History

United States
- Name: USS Matanzas (AVP-46)
- Namesake: Matanzas Inlet in Florida
- Awarded: 14 April 1942
- Builder: Lake Washington Shipyard, Houghton, Washington (proposed)
- Laid down: Never
- Fate: Construction contract cancelled 29 April 1943

General characteristics
- Class & type: Barnegat-class small seaplane tender
- Displacement: 1,766 tons (light); 2,750 tons (full load);
- Length: 311 ft 8 in (95.00 m)
- Beam: 41 ft 1 in (12.52 m)
- Draught: 13 ft 6 in (4.11 m)
- Installed power: 6,000 horsepower (4.48 megawatts)
- Propulsion: Diesel engines, two shafts
- Speed: 18.6 knots (34.4 km/h)
- Complement: 215 (ship's company); 367 (including aviation unit);
- Sensors & processing systems: Radar; sonar
- Armament: Probably either 2 x 5-inch (127 mm) 38-caliber guns, 4 x 20-mm antiaircraft guns, and 2 x depth charge tracks, or 1 x 5-inch (127 mm) 38-caliber gun, 1 x quadruple 40-mm antiaircraft gun mount, 2 x twin 40-mm gun mounts, 6 x 20-mm antiaircraft guns, and 2 x depth charge tracks
- Aviation facilities: Supplies, spare parts, fuel, repairs, and berthing for one seaplane squadron; 80,000 US gallons (300,000 L) aviation fuel

= USS Matanzas =

Tender of the United States Navy

USS Matanzas (AVP-46) was a proposed United States Navy seaplane tender that was never laid down.

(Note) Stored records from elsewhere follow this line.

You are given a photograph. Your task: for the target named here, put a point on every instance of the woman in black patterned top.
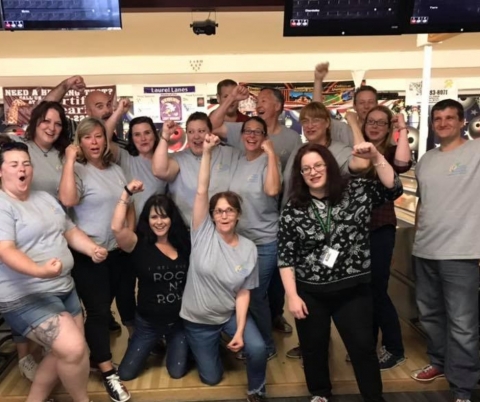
(324, 257)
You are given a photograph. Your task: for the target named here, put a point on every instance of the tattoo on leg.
(48, 331)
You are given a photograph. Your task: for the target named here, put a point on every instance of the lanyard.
(325, 228)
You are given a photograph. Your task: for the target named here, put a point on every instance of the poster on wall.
(176, 103)
(20, 101)
(440, 89)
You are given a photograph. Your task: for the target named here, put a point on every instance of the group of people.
(215, 236)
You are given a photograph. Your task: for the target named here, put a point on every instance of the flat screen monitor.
(444, 16)
(343, 17)
(39, 15)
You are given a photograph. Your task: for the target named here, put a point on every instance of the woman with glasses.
(258, 181)
(37, 294)
(180, 169)
(223, 270)
(378, 129)
(324, 261)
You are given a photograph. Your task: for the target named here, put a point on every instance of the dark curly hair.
(178, 234)
(38, 115)
(299, 193)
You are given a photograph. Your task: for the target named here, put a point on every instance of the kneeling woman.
(223, 270)
(324, 256)
(159, 250)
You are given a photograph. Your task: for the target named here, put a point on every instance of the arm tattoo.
(48, 331)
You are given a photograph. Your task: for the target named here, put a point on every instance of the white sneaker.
(28, 367)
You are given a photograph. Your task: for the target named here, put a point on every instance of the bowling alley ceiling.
(170, 34)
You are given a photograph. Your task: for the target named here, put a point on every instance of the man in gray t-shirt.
(446, 252)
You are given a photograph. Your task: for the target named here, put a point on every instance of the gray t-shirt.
(47, 168)
(449, 217)
(259, 219)
(184, 188)
(283, 142)
(99, 191)
(216, 274)
(341, 132)
(341, 152)
(140, 168)
(37, 227)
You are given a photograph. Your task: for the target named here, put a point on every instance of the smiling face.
(48, 129)
(93, 144)
(143, 138)
(447, 125)
(16, 173)
(159, 222)
(225, 217)
(196, 131)
(253, 135)
(314, 171)
(268, 107)
(377, 127)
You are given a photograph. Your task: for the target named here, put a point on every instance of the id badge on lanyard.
(329, 255)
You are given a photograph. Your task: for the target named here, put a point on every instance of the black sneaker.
(388, 361)
(115, 388)
(114, 326)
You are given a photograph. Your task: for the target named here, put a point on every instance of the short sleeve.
(234, 134)
(203, 234)
(7, 222)
(341, 132)
(287, 238)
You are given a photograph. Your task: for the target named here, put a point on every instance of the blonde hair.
(86, 126)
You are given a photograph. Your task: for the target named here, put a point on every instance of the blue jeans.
(144, 339)
(259, 306)
(447, 299)
(204, 341)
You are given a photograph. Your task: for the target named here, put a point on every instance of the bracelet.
(128, 191)
(381, 163)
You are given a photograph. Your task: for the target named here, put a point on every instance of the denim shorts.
(30, 316)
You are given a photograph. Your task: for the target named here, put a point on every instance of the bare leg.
(69, 351)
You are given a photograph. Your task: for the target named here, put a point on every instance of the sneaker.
(115, 388)
(428, 373)
(114, 326)
(28, 367)
(295, 353)
(241, 355)
(255, 398)
(280, 324)
(388, 361)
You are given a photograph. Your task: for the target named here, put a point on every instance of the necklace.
(45, 153)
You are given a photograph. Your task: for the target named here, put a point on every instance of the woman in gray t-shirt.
(37, 294)
(223, 270)
(136, 159)
(258, 181)
(90, 186)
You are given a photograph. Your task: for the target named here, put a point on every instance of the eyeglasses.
(379, 123)
(13, 146)
(318, 167)
(229, 211)
(256, 133)
(314, 122)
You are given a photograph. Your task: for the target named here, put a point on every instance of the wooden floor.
(284, 376)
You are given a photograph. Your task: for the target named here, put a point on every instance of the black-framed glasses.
(318, 167)
(256, 133)
(13, 146)
(379, 123)
(229, 211)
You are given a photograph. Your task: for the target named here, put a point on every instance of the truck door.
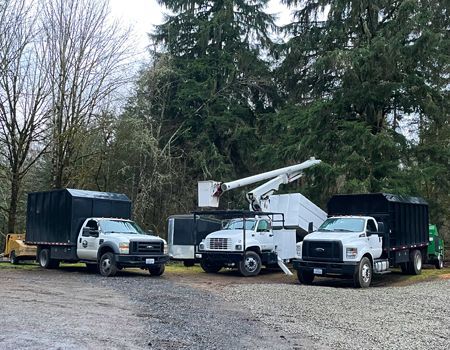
(264, 235)
(374, 240)
(87, 245)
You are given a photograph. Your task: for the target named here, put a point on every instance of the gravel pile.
(412, 317)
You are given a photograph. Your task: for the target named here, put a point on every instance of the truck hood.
(134, 237)
(344, 237)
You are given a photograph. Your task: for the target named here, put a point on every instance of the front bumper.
(347, 268)
(126, 260)
(221, 257)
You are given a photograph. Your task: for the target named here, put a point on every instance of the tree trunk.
(12, 212)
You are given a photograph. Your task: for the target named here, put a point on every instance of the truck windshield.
(342, 225)
(239, 225)
(116, 226)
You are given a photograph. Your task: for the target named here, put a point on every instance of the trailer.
(184, 234)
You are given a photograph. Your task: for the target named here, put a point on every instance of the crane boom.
(209, 192)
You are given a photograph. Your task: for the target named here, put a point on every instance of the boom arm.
(209, 192)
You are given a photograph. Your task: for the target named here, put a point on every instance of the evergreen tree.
(222, 88)
(353, 71)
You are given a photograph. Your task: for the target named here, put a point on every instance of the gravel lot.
(71, 309)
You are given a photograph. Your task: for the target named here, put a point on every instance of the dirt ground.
(70, 308)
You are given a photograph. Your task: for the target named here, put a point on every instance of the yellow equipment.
(16, 249)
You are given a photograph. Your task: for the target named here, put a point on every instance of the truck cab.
(343, 237)
(245, 243)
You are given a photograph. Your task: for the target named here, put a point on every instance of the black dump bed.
(56, 216)
(187, 231)
(405, 218)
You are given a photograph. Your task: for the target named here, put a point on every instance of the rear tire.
(93, 268)
(415, 264)
(157, 270)
(363, 274)
(45, 261)
(107, 265)
(305, 277)
(439, 262)
(13, 259)
(250, 265)
(210, 267)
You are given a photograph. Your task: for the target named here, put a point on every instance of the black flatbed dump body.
(405, 218)
(55, 217)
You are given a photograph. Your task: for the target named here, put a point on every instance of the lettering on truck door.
(87, 245)
(375, 241)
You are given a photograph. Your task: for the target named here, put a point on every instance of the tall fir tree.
(222, 88)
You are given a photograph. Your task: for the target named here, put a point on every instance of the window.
(371, 226)
(263, 225)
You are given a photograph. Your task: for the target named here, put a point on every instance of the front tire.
(305, 277)
(107, 265)
(250, 265)
(45, 261)
(439, 262)
(415, 264)
(13, 258)
(210, 267)
(157, 270)
(363, 274)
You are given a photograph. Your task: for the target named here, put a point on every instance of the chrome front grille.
(219, 243)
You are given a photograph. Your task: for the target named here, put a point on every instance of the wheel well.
(255, 249)
(369, 257)
(104, 250)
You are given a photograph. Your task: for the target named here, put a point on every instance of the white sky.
(141, 15)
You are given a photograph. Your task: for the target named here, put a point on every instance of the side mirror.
(381, 227)
(86, 232)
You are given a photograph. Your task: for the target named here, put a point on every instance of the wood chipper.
(16, 249)
(435, 248)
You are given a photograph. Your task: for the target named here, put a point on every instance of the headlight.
(124, 248)
(351, 253)
(299, 250)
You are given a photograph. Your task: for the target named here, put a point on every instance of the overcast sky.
(141, 15)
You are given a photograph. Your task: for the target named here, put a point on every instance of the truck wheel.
(415, 264)
(363, 274)
(92, 268)
(440, 262)
(107, 265)
(157, 270)
(250, 265)
(45, 261)
(13, 258)
(188, 263)
(405, 268)
(305, 277)
(210, 267)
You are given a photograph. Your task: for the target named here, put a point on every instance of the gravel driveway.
(71, 309)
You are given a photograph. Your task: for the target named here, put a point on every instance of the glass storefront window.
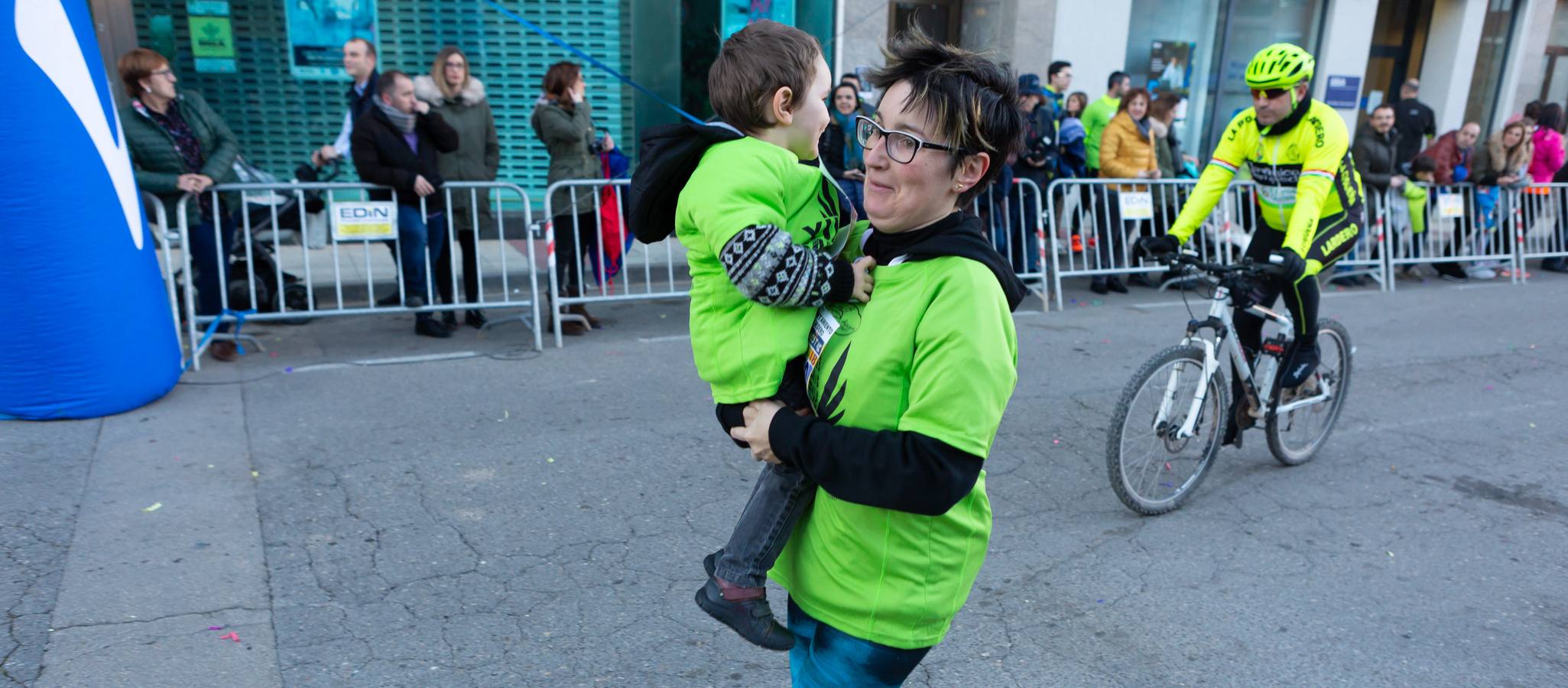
(1220, 38)
(1495, 37)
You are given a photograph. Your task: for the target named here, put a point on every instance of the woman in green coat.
(459, 99)
(177, 146)
(563, 119)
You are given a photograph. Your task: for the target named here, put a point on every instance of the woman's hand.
(759, 419)
(863, 279)
(192, 182)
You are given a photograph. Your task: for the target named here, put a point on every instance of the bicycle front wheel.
(1154, 462)
(1296, 436)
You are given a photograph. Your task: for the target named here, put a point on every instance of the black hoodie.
(667, 157)
(896, 469)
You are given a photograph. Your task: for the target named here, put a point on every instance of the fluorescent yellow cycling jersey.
(1302, 168)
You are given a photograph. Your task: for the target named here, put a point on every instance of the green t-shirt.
(1096, 116)
(933, 353)
(741, 347)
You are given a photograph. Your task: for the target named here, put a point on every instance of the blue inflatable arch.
(85, 325)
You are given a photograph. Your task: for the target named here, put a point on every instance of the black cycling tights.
(1300, 297)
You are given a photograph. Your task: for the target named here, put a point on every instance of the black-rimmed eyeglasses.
(901, 146)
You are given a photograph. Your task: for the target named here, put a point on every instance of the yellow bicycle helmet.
(1281, 65)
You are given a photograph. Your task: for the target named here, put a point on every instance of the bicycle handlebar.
(1247, 265)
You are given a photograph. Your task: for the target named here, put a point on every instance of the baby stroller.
(271, 295)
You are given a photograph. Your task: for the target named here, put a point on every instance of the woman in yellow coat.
(1126, 151)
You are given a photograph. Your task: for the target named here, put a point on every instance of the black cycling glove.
(1154, 246)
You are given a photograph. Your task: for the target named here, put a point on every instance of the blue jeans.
(414, 235)
(209, 262)
(828, 657)
(856, 193)
(1024, 223)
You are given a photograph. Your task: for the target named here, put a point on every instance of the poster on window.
(317, 32)
(1170, 67)
(735, 15)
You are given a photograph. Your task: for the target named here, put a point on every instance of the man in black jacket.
(1413, 119)
(1375, 152)
(395, 144)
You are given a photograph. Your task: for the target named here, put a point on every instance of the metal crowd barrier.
(1018, 231)
(1096, 222)
(317, 274)
(620, 267)
(1539, 220)
(1456, 231)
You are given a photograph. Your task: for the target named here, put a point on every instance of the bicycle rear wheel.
(1296, 436)
(1151, 469)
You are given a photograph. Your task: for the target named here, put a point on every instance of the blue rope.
(212, 328)
(590, 58)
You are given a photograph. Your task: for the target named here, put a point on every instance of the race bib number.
(1278, 196)
(1451, 206)
(820, 334)
(1138, 206)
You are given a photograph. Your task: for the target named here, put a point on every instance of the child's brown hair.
(753, 65)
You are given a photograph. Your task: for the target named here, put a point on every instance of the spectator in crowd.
(1502, 162)
(1126, 152)
(855, 80)
(1451, 152)
(1451, 159)
(1505, 159)
(1164, 109)
(1375, 152)
(1078, 101)
(841, 151)
(458, 98)
(1415, 121)
(563, 119)
(1548, 141)
(395, 144)
(1532, 112)
(177, 146)
(1547, 164)
(1098, 115)
(359, 61)
(1059, 77)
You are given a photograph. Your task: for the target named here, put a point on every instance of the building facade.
(1478, 60)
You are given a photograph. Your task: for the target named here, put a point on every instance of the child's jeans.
(777, 502)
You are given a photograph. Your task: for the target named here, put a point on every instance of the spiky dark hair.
(969, 101)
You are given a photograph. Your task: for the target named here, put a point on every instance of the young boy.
(762, 228)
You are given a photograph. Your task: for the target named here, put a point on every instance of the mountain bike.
(1170, 420)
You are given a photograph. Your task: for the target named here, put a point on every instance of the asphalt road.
(538, 519)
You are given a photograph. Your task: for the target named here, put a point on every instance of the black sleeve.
(886, 469)
(441, 134)
(830, 148)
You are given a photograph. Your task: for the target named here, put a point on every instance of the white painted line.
(417, 359)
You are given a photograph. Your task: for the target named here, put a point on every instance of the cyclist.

== Construction and commissioning ==
Matanzas was to have been one of 41 Barnegat-class small seaplane tenders the U.S. Navy planned to commission during the early 1940s, and was to have been built at Houghton, Washington, by the Lake Washington Shipyard. However, by the spring of 1943 the Navy deemed that number of seaplane tenders excess to requirements, and decided to complete four of them as motor torpedo boat tenders and one as a catapult training ship. In addition, the Navy also decided to cancel six of the Barnegat-class ships prior to their construction, freeing up the diesel engines that would have powered them for use in escort vessels and amphibious landing craft.

A contract with Lake Washington Shipyard for AVP-46's construction was let on 14 April 1942, and she was assigned the name Magothy on 23 August 1942. However, she became one of the final two ships to be cancelled when the Navy cancelled the contract on 29 April 1943 before construction could begin.